VMware Cloud Community
ehayes
Contributor
Contributor

Forecasting CPU Loads

Part two of a two part post I figured I put my cpu related questions in this thread to solicit feedback on my thoughts.

I'm using the API to pull back certain data from virtual center for capacity planning purposes. My goal is to be able to establish/forecast when to add additional hardware resources to this environment (add physical memory, upgrade procs, or simply scale servers).

Metric collected at a cluster level:

cpu.usagemhz.average This will show me aggregate of CPU usage in MHz of all running virtual machines.

Data examples from one of my environments:

VM Break Down = 175 VMs / 8 Hosts = ~22 VMs Per host (Not quit that evenly balanced but you get the point)

Out of the 175 there are some multiple vCPU(SMP) Machines

2 - 4vCPU VMs

32 - 2vCPU

141 - 1vCPU

8 Host x 8 cores x 2.6GHz = 166400 MHz of processor power

cpu.usagemhz.average = 56114 MHz / 43%

Sound easy, at least to me....... maybe set a threshold at 70-80%, and then add physical resources.

Well not quit...the 43% number was at 30%, then we added ~15 new VMs (RHEL 5 64-bit ALL 2vCPU machines). So with the new VMs the usagemhz is up to 43%. I still think we should have room.

In the back of my mind I'm think I with my hosts had more cores to allow better scheduling of all these vSMP machines. So finally the Sys Admins of the VMs are getting ready to actually use them and they are extracting tar.gz and I get a call saying there vms are starting to hang / loose responsiveness. All the unzips complete and the vms move along but are very slow.

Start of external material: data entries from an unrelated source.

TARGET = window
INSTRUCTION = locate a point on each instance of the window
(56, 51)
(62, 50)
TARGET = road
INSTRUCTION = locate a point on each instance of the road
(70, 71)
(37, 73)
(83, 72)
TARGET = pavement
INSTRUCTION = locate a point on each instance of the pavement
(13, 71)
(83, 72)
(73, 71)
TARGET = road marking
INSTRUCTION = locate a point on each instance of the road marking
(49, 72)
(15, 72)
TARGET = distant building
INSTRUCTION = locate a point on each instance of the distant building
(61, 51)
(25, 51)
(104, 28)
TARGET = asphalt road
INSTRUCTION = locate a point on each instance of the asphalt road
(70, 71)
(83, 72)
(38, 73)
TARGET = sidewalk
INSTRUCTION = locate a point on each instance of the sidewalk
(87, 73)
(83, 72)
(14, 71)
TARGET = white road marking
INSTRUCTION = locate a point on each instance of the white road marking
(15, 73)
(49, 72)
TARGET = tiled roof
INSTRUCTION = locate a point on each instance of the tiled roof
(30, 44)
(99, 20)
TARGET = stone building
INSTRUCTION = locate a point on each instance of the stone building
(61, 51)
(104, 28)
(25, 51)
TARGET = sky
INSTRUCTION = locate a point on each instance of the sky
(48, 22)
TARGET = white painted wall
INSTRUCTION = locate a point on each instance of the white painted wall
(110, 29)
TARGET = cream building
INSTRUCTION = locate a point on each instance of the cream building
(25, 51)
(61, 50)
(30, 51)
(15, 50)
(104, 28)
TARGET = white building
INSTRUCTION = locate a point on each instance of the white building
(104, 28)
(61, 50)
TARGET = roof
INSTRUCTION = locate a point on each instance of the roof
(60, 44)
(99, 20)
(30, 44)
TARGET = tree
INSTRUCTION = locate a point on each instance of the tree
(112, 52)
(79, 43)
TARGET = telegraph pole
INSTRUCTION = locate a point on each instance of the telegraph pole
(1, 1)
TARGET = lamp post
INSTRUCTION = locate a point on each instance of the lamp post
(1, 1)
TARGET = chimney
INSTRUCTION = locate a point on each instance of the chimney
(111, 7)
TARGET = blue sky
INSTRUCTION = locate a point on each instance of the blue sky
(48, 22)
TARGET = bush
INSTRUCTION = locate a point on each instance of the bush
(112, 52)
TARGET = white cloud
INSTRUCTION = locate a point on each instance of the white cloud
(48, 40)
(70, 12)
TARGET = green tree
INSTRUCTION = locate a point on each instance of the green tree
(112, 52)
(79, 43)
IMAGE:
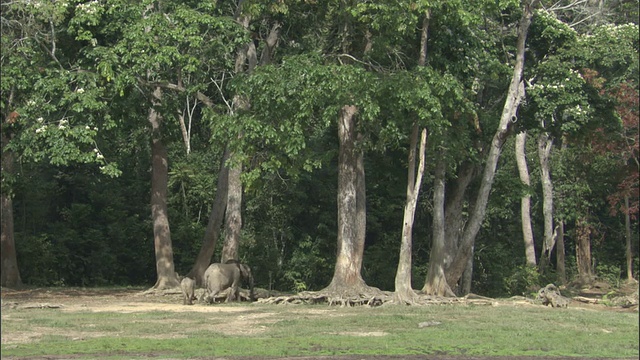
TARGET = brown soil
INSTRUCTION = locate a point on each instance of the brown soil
(135, 300)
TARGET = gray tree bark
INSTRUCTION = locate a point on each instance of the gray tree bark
(403, 290)
(525, 201)
(347, 276)
(560, 254)
(545, 144)
(214, 224)
(165, 268)
(436, 283)
(629, 249)
(583, 251)
(514, 95)
(9, 271)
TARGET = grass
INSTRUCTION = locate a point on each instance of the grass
(270, 330)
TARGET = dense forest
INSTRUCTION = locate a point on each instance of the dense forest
(444, 146)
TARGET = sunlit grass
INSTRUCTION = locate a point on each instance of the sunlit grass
(270, 330)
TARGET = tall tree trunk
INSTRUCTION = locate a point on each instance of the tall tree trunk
(403, 290)
(467, 277)
(583, 251)
(514, 95)
(9, 271)
(436, 283)
(233, 216)
(454, 219)
(627, 225)
(361, 202)
(545, 144)
(525, 201)
(560, 253)
(214, 224)
(165, 269)
(347, 276)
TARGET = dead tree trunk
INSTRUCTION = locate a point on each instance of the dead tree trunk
(214, 223)
(629, 249)
(583, 251)
(403, 290)
(165, 269)
(9, 271)
(560, 254)
(436, 283)
(545, 144)
(347, 279)
(514, 95)
(525, 201)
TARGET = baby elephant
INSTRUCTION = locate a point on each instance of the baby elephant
(188, 287)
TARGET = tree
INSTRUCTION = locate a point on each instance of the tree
(51, 110)
(514, 96)
(525, 202)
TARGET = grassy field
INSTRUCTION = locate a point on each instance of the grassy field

So, what do I do......I look at virtual center (Real-Time) and look at CPU Ready of the VMs in questions are having 3000 - 5000ms ready times. Which is really high.

Next, since I have Level 3 stats enabled I switch the (Past Day) view and see

CPU Ready Latest = 4081ms

CPU Ready Maximum 27393ms (wow...is that 27 seconds!!!!!)

CPU Ready Minimum 3172ms

CPU Ready Average 8075ms

Back to the problem at hand how to forecast when to add resources. I can't just simply look at the usagemhz because of the scheduling issues. Anyways how would you guys plan cpu loads?

0 Kudos
1 Reply
admin
Immortal
Immortal

Average CPU usage alone doesn't give you complete picture of CPU contention.

This is partly because the usage doesn't necessarily equal the peak usage.

If it is averaged with a period when most VMs are idle, the average usage looks lower.

Please consider max usage as well. If the max usage reaches to the peak capacity,

you may want to take some actions.

Ready time is also a good indicator. I've seen people saying 20% or higher ready time

may indicate trouble, but it really depends on workload and your environment.

Based on what you described, the ready time is really high. I'd check if the host CPU

is completely saturated when that happened.

Are you setting CPU affinities? Are you setting CPU limit to the VM or resource pool?

Hope this helps.

Thanks,

-sb

0 Kudos